I suspect the answers lies somewhere between the Renaissance and the industrial revolution in the West. I don’t want to be too hard on progress; it did, after all, prolong our life expectancy, provide us with sanitation and healthcare, and eliminate a whole host of fatal illnesses amongst other helpful things. Somehow, though, it strikes me that along the journey between our hunter-gatherer lives and the shiny, air-conditioned boxes we live and work in now, we forgot to ask (or chose not to) whether this was a good idea for the mammal we are. The price of our purported productivity seems to have been our inherent emotional and physical health, in the widest sense of the word.

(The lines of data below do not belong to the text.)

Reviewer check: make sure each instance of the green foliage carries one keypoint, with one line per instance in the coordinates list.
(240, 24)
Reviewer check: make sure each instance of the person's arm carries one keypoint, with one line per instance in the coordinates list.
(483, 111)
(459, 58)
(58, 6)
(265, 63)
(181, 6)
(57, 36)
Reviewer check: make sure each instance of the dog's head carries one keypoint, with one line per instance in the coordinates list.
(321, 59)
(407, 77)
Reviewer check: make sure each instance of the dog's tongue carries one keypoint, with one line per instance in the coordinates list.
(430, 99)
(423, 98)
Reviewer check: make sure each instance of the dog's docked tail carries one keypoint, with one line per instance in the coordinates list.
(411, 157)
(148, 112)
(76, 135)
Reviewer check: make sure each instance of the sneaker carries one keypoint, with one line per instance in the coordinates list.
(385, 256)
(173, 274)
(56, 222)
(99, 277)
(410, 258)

Let’s turn this on its head. If you were asked to design the perfect environment in which a new species might thrive, where would you start? With a list of questions about the species, no doubt: what does it need in order to thrive? Go on, have a go – and please send me a message if you end up with anything close to your current working environment, as I’d love to come and see it!
The desire to alienate ourselves from our mammalian roots seems particularly dominant in Westernised cultures; or put another way, the position of the human in the larger biosphere appears more rooted in Eastern cultures. The Victorians have a lot to answer for, driven by their incessant desire to demonstrate how far civilised man had managed to remove himself from his baser instincts. Cover up, button up and shut up. Undoing this is going to take some time.
The good news is that, with the help of the latest in efficiency-driven technology on our wrists and phones and desks, we are becoming increasingly aware of the invisible things around us. The air quality, our sleep patterns, even our heart rates and what impacts them. This awareness is driving a visible trend not only across the retail and life-style sector but also within the real estate industry, as tenants – correction, people who live and work in buildings – start to demand spaces in which they feel more comfortable, healthier, more productive and, yes, h a p p i e r.